To conclude, the transient reprogramming in vitro does not disturb the cellular identity of 4TF BMSCs as demonstrated by the ability to differentiate into the three respective lineages. We now await the maturation of our 4TF mice such that we can observe age-associated changes in the BMSCs. We will utilize intravital imaging techniques such as bone scans to inform our decisions for when to harvest our aged mice. We plan to conduct a multi-omics sequencing on our samples, including ChIP-seq to assess the binding sites of transcriptional factors, single-cell RNA-seq to assess the transcriptomic differences, and bisulfite sequencing to assess methylation patterns.
Our work will highlight significant transcriptomic and methylation differences between young, untreated aged, and transiently reprogrammed aged BMSCs.

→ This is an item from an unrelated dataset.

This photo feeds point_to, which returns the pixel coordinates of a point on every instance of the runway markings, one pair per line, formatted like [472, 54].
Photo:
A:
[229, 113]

These differences point toward gene regulatory networks that are essential for in vitro self-renewal and fate decision for BMSCs but are significantly hindered by aging. Follow up experiments will isolate these networks and investigating if inhibiting or upregulating certain components will lead to an improvement or diminishing of BMSCs’ in vitro self-renewal capabilities. This project will provide insights into potential therapeutic targets and can benefit the aging population of our world.